Some purchased lists are gathered without the knowledge of the email contacts, while other lists are populated by individuals that have contacted a company to provide them with specific information.
Purchased lists that are gathered without the knowledge of the email contacts are the worst of any contact list a company could become in possession of. None of the individuals on the list have given any type of permission for your business to contact them, nor will they likely be the target audience of the list purchaser.
Lists composed of contacts with a common purpose are also typically sold by List Brokers, and while they might be more targeted in nature, the contacts still have not given your business the explicit permission to contact them. A common example of this type of purchased list, is when a bride-to-be signs up for “more information” from a wedding planning site that shares it’s email addresses with list brokers. A list broker then compiles a large list of brides-to-be, and sells them to companies that cater to the wedding industry.
If I was you, I would have a Terms of Service where you say you fully comply with CAN-SPAM laws, then point to that when you have someone approach you with this situation again. I have that in my Terms of Service and had 2 clients try it once then offered to pay me more if I could evade it.

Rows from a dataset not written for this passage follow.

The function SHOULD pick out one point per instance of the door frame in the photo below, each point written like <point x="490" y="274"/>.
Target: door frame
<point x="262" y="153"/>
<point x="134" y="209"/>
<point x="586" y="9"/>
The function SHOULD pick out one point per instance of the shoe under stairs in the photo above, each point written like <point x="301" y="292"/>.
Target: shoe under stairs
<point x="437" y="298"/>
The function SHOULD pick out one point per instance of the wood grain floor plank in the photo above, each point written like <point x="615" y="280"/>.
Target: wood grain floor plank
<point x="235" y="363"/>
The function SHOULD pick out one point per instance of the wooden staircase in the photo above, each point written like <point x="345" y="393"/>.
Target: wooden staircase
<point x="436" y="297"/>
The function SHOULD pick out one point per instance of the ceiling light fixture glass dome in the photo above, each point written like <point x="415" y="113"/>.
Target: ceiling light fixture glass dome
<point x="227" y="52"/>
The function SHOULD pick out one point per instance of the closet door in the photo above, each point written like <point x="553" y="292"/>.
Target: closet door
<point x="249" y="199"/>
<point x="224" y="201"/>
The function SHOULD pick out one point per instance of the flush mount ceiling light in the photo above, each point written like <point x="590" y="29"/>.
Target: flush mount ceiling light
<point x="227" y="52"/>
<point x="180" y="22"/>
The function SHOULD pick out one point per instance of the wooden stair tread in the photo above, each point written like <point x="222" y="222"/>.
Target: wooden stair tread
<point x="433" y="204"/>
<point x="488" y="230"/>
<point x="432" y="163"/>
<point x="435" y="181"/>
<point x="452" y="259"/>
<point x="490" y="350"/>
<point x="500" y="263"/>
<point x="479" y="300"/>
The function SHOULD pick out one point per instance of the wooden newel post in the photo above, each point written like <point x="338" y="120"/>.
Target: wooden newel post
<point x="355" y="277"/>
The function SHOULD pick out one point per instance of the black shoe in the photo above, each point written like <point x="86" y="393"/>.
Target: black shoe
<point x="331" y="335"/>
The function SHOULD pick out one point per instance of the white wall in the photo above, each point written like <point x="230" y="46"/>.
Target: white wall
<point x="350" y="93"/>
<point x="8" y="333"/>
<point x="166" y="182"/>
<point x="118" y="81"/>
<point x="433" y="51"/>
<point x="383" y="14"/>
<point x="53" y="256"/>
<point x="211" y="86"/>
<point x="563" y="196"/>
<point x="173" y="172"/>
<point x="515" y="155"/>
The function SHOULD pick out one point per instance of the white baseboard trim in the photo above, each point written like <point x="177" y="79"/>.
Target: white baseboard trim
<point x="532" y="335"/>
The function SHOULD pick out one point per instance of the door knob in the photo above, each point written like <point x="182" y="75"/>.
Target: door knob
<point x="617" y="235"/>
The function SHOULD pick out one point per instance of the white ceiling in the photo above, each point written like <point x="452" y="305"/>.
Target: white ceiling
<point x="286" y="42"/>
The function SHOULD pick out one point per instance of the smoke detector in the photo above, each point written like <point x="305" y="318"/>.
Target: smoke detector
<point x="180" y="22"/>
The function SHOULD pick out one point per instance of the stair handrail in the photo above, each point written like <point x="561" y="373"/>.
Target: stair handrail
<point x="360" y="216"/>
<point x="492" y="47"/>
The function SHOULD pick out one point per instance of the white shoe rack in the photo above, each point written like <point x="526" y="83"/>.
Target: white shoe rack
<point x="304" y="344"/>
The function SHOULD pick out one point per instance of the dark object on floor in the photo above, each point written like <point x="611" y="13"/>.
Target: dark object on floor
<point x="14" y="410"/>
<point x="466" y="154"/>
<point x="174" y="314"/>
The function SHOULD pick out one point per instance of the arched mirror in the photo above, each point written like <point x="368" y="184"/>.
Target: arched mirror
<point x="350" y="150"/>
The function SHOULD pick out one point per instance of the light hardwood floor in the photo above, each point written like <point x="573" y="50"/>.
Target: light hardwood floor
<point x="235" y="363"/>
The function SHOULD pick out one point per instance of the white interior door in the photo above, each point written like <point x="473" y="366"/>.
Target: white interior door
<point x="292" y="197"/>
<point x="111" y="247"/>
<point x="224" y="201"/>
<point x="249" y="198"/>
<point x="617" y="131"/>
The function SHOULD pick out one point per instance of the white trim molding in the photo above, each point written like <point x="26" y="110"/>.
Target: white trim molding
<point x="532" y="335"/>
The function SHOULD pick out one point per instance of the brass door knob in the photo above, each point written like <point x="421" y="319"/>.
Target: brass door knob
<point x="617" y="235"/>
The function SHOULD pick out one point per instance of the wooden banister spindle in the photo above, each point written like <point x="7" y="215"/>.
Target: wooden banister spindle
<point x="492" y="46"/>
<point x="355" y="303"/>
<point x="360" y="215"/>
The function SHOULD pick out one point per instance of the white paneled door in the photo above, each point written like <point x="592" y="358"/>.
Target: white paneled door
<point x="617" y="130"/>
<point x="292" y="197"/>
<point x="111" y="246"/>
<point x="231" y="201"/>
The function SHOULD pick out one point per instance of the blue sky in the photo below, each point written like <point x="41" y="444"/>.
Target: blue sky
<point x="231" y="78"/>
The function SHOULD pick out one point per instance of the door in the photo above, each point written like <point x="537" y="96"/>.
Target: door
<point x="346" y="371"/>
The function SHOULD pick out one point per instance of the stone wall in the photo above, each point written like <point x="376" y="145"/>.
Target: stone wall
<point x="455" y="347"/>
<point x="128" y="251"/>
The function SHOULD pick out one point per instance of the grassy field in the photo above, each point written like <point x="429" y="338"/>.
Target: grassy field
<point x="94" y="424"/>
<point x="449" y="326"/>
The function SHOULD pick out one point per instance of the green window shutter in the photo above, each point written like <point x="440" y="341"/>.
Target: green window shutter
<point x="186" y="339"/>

I told them $1 per email for spamming was not worth the extra few hundred dollars they were willing to pay.
Abiding by the requirements of Can-Spam will keep them from being criminally prosecuted, but it is not enough to keep them from violating the terms of service of any reputable ISP. They may be able to find a provider for a T1 or other connection, to service their own server, who won't care, as long as it doesn't affect their other customers. But if they send bulk email to purchased lists, their IP address will quickly get on block lists, so even if the provider doesn't cut them off right away, they will have a harder and harder time getting their email delivered, even to people who did sign up with them. Unless they use a totally disreputable provider, eventually they will get cut off, when the block lists start blocking adjacent IP addresses.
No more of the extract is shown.